# When did we get the Muzzle swell on the barrels of the 105mm C1's?



## Colin Parkinson (24 Oct 2016)

I always understood that all of our 105mm C1's came with barrel with a muzzle swell machined into them to prevent cracking. However this 1962 picture shows the early barrel type without the swell?


----------



## Old Sweat (24 Oct 2016)

These may have been purchased from the US, but we had Canadian-built ones with the swell in the early sixties. I vaguely remember this being discussed on my IG Course but that was in 1967-1968.


----------



## Colin Parkinson (24 Oct 2016)

thanks the source of this, think these were directly purchased from the US, as I recall Otis made our recoil mechanisms and thinking the Guns were made in Sorel?


----------



## Colin Parkinson (24 Oct 2016)

and the author of that webpages points me to the answer lurking under my nose...... [:-[

http://www.vancouvergunners.ca/guns.html


----------



## FJAG (24 Oct 2016)

I note from the regimental history of the 7th Toronto that we switched out our 25lbs for 105mm in 1957. I don't know specifically which version they would have been but am pretty sure that when I started my training in 1965 we were referring to the guns which we had as the M2A2 (and not as C1s or C2s at that time)

I just did a quick search for documentation and came across a record for CAMT 4-24-4 titled "Canadian Army manual of training : artillery training : gun drill for 105mm Howitzer M2A2 on carriage M2A2, 1958" which I'm pretty sure is the manual I did my training on.

I suspect that since the M2A2's came off the production lines in Sorel in 1955/56 that the guns that Toronto received in 57 were probably the same M2A2s I trained on in 65.

 :cheers:


----------



## Colin Parkinson (25 Oct 2016)

Now if we could get South Korea to release some of it war reserves, we could easily re-equip all the Reserve Arty with M2A2's again, I think they have around 1500 tucked away.  [


----------



## Old Sweat (25 Oct 2016)

I also recall referring to the 105s as M2A2s, and I think I may have worked on a 105mm howitzer in my one summer concentration as a gun number that did not have the muzzle swell.


----------



## FJAG (25 Oct 2016)

Old Sweat said:
			
		

> I also recall referring to the 105s as M2A2s, and I think I may have worked on a 105mm howitzer in my one summer concentration as a gun number that did not have the muzzle swell.

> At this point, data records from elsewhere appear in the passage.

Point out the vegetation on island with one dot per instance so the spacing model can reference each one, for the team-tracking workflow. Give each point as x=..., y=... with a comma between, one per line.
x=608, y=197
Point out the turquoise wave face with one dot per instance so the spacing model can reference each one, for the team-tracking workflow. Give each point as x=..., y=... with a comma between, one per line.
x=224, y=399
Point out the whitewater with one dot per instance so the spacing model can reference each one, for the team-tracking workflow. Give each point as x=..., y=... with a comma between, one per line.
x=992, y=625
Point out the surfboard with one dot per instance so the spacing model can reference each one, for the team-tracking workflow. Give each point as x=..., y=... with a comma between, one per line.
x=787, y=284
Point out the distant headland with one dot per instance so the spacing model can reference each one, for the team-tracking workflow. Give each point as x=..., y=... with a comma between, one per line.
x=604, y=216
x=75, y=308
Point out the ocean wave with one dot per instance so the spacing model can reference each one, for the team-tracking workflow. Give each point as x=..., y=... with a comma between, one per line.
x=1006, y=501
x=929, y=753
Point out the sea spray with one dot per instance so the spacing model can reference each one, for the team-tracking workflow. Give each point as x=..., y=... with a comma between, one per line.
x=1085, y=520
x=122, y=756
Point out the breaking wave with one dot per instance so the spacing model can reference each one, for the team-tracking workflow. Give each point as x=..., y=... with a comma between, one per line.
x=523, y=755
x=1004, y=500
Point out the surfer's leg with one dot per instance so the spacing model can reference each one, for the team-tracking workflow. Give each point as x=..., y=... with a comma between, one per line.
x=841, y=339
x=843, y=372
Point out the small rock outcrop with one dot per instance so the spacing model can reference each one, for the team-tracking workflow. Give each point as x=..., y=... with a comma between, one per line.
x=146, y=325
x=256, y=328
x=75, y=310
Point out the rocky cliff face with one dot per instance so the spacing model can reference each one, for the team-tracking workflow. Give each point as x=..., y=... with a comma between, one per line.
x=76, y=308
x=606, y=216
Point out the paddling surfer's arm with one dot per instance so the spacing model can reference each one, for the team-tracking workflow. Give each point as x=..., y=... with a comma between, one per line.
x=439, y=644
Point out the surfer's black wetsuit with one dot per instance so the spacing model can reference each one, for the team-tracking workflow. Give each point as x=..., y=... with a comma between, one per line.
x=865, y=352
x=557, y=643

I can't say that I ever noticed one without the muzzle swell. I do know the ones I trained on originally had them as it was one of the many features that we had to learn about for our "identify the parts of the howitzer" test we were given on my gun layer's course. Man that little "L" badge and white lanyard on my battle dress looked impressive!!  ;D

 :cheers:


----------



## Colin Parkinson (25 Oct 2016)

Looking at the pictures on the site I posted, the swell appears in the early 70's for the 15th FD guns


----------